Когда самолет набрал нужную высоту в десять тысяч метров над уровнем моря, Выговский облегченно перевел дух и, подозвав стюарда, заказал шампанского.
– «Дом Периньон», – сказал он.
– О! Мани–мани, – стюард, раздвинув руки в стороны, показал, как много это стоит.
– Все хорошо, дорогой товарищ, – успокоил его Выговский. – Все в нашей с тобой жизни прекрасно.
– Момент! – Стюард метнулся куда–то в дальние внутренности самолета и уже через две–три минуты нес серебрящуюся бутылку с этикеткой, памятной по недолгому общению с Шарончихой. В другой руке у него был высокий хрустальный бокал.
Взяв бокал, Выговский показал стюарду два пальца, дескать, таких предметов требуется два. Пока стюард бегал за вторым бокалом, он открыл бутылку, наполнил свой, а потом и тот, с которым подоспел запыхавшийся немец.
– За победу! – сказал Выговский, чокаясь. – Над силами зла… Как мы их понимаем, – он назидательно поднял указательный палец.

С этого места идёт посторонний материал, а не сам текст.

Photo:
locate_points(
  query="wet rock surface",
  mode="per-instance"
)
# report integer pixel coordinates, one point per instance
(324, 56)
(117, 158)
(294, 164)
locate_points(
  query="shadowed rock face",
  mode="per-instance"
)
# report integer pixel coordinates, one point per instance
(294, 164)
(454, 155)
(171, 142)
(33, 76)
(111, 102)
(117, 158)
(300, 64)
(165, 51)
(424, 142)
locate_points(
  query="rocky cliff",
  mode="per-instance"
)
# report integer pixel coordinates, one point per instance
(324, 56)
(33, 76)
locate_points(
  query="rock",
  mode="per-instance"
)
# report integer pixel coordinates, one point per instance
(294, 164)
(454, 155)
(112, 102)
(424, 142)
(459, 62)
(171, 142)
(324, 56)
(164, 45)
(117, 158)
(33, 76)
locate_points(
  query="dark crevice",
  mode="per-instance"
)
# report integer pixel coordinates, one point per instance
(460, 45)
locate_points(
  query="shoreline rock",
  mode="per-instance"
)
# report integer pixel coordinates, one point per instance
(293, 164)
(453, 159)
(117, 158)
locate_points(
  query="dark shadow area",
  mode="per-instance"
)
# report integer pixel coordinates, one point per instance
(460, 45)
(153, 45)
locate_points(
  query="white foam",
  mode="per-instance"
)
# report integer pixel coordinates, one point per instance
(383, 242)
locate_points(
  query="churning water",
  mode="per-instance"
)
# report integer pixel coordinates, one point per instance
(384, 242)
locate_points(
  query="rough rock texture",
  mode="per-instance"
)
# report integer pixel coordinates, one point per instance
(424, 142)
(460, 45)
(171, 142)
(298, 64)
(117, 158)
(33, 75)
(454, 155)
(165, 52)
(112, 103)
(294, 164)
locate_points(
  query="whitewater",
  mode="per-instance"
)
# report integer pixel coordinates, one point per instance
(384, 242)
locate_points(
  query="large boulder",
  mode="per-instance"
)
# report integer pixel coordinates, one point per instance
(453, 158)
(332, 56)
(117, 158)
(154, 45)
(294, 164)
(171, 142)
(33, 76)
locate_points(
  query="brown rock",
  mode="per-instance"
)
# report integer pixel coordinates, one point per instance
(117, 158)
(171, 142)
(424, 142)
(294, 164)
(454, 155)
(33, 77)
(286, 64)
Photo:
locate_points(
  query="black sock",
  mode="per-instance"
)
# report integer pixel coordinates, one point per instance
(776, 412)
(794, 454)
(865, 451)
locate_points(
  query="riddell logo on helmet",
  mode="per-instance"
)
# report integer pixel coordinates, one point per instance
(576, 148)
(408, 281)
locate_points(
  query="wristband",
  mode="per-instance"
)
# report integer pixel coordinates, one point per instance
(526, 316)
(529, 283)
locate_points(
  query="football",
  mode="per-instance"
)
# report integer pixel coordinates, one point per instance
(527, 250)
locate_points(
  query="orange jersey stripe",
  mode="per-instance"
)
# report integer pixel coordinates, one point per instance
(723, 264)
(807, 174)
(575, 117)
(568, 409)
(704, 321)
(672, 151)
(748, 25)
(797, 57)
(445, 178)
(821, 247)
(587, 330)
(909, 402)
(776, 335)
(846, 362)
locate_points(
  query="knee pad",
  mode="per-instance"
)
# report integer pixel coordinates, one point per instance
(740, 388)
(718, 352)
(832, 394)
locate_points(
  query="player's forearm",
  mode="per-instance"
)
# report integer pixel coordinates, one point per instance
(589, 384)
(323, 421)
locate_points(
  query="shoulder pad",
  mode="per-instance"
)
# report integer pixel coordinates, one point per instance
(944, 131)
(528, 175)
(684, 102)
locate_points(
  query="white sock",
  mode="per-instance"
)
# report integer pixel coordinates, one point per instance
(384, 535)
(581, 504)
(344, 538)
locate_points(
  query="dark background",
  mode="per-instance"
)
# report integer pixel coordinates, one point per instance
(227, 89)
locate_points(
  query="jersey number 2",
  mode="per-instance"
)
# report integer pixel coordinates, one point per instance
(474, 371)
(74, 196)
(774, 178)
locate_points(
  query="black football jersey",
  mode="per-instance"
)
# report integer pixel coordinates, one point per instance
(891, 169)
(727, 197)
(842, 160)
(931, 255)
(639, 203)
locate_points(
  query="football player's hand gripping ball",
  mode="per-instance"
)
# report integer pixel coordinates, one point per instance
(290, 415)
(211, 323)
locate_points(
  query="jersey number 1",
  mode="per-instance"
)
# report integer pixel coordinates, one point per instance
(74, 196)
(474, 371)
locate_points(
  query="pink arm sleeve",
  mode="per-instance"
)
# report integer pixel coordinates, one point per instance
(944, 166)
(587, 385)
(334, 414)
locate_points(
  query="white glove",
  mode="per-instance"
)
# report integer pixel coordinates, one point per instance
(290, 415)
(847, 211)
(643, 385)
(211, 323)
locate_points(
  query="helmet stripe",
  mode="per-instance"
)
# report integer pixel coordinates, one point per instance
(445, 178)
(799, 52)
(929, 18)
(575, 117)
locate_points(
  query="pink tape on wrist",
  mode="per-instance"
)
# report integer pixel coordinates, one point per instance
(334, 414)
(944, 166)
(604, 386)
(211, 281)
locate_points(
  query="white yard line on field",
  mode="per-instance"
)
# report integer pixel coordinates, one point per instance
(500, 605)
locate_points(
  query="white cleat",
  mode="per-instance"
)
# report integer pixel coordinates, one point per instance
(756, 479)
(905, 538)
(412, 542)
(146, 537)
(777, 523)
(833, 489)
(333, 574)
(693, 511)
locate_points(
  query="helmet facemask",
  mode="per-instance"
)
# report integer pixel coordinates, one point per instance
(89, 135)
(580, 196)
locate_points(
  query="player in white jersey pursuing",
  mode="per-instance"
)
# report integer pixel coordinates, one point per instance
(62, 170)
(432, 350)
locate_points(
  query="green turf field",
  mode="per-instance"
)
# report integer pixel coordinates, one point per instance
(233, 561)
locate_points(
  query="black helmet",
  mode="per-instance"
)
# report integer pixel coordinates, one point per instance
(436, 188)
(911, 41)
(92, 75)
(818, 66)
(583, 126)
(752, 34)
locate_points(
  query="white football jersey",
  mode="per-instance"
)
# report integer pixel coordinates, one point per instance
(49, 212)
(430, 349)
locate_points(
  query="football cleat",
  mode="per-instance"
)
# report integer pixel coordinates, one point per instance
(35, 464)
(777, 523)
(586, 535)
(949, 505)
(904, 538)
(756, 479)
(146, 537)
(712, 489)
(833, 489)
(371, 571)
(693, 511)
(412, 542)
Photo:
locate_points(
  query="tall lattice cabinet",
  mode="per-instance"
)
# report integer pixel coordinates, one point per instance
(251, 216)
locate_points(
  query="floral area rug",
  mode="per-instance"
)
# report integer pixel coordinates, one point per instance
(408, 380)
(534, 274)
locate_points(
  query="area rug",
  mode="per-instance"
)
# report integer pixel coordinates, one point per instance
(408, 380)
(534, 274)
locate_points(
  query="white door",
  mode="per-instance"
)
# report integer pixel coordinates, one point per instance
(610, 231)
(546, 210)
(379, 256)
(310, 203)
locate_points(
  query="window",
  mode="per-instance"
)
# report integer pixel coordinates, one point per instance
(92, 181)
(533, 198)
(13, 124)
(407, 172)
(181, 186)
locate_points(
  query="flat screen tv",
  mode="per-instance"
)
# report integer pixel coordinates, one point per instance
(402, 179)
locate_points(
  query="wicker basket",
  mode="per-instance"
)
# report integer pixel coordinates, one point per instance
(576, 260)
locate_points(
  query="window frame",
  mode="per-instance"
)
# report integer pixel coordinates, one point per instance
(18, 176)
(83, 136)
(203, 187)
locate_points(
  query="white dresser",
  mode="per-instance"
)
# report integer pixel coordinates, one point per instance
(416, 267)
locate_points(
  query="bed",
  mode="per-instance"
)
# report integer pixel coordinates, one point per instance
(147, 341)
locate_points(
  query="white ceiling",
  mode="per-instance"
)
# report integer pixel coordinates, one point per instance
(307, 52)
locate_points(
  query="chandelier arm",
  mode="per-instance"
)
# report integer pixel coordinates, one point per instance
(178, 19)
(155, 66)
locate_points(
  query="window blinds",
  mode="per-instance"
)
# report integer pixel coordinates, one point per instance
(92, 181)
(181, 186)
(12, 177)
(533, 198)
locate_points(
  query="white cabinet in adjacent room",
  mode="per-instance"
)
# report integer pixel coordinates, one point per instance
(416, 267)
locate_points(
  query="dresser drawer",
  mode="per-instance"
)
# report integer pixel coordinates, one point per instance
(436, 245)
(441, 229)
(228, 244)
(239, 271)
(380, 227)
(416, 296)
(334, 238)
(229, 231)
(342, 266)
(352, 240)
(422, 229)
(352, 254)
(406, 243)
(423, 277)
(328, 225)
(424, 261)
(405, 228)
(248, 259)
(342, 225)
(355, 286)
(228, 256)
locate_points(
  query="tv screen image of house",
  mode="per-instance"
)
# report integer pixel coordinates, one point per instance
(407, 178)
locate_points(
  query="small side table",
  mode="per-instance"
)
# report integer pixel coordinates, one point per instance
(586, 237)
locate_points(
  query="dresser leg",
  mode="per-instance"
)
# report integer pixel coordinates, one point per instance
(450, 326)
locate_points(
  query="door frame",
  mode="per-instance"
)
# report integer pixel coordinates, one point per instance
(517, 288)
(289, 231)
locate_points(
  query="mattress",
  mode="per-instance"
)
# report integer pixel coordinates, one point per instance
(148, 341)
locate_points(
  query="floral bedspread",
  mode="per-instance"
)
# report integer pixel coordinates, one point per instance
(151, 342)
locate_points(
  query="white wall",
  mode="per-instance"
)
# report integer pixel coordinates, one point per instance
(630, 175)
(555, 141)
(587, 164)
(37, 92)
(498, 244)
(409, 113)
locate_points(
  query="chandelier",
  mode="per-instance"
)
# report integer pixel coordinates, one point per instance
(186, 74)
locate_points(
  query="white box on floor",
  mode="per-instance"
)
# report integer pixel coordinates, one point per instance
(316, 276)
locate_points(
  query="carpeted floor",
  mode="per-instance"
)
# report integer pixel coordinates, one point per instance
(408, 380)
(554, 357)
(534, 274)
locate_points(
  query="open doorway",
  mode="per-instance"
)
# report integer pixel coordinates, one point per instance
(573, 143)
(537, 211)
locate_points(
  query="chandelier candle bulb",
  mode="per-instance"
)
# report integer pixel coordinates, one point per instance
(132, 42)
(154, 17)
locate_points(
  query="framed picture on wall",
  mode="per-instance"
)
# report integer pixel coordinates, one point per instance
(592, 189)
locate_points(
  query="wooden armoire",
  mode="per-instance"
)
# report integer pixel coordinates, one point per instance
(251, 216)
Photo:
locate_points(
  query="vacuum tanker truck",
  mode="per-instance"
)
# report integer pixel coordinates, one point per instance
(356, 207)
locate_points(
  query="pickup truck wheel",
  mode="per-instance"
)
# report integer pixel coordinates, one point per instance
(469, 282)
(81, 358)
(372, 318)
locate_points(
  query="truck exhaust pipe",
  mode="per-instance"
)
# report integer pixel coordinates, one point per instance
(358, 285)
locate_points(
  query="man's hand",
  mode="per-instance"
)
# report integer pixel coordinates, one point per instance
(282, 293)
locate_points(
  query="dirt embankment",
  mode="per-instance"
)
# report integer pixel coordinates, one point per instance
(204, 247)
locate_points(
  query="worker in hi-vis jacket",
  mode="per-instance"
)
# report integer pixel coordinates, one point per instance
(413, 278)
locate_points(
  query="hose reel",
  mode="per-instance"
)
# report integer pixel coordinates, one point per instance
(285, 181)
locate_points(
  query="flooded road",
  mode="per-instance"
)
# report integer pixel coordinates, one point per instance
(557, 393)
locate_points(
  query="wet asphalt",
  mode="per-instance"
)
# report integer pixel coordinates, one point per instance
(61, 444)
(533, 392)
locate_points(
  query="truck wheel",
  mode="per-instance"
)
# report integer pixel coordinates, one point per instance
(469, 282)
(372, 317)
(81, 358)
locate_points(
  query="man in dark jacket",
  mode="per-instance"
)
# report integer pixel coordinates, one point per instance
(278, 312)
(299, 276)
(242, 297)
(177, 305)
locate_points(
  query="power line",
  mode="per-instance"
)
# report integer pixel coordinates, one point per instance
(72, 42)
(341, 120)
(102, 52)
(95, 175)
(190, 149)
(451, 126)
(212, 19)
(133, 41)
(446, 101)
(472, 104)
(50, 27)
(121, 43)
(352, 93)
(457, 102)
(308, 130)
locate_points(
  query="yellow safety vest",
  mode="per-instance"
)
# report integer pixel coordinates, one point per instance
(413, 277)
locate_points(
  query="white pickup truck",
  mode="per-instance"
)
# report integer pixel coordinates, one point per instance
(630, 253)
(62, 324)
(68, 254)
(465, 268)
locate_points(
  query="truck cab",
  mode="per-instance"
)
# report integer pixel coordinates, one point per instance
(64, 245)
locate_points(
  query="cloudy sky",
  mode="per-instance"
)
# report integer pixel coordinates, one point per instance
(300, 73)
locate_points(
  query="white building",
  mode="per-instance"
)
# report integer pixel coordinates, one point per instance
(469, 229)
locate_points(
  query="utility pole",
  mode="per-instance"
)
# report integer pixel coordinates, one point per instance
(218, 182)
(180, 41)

– О’кей! – ответил стюард.
Уже под утро мне приснился странный, скорее даже жутковатый сон. Вроде нахожусь я в каком–то месиве из гнилых, черных досок, среди бревен, надломленных веток, рядом куски крыши, рваная жесть, ржавые гвозди. Все это почти полностью закрывает небо, так что увидеть меня за этим хламом совершенно невозможно. И вдруг появляется какое–то непонятное существо в длинном черном балахоне. С виду человек, но у меня откуда–то уверенность, что никакой это не человек, это что–то другое, страшное и опасное. Но оно удаляется от меня, поднимается на какое–то сооружение с выбитыми окнами, со снесенной крышей и, когда оказывается где–то на уровне третьего этажа, неожиданно оборачивается. И я вижу череп, издалека сквозь узкие щели между досками и кусками жести вижу ухмылку. Не обнаженные челюсти, как это бывает у черепов, а именно ухмылку. Существо смотрит на меня прямо в глаза и наконец произносит:
– Все равно я тебя вижу.
После этого я проснулся.
Была еще ночь, но небо над Хамелеоном уже светлело. Я с облегчением увидел звезды, четкий волошинский профиль на Карадаге. Значит, будет ясный, солнечный день. Он оказался не только ясным, но и теплым. Можно было ходить в пиджаке и не сутулиться под дождем. И море поголубело, сделалось прозрачным, а его присмиревшая волна тихонько лизала белесую гальку.
Я прошел вдоль всей набережной, от бухты Тихой до бухты Лягушачьей, от одного нудистского пляжа до другого нудистского пляжа. Они были совершенно пусты, но срам голых тел все равно витал над ними, и не вытравили его ни затянувшийся шторм, ни многодневный дождь. Впрочем, вполне возможно, мне это только казалось.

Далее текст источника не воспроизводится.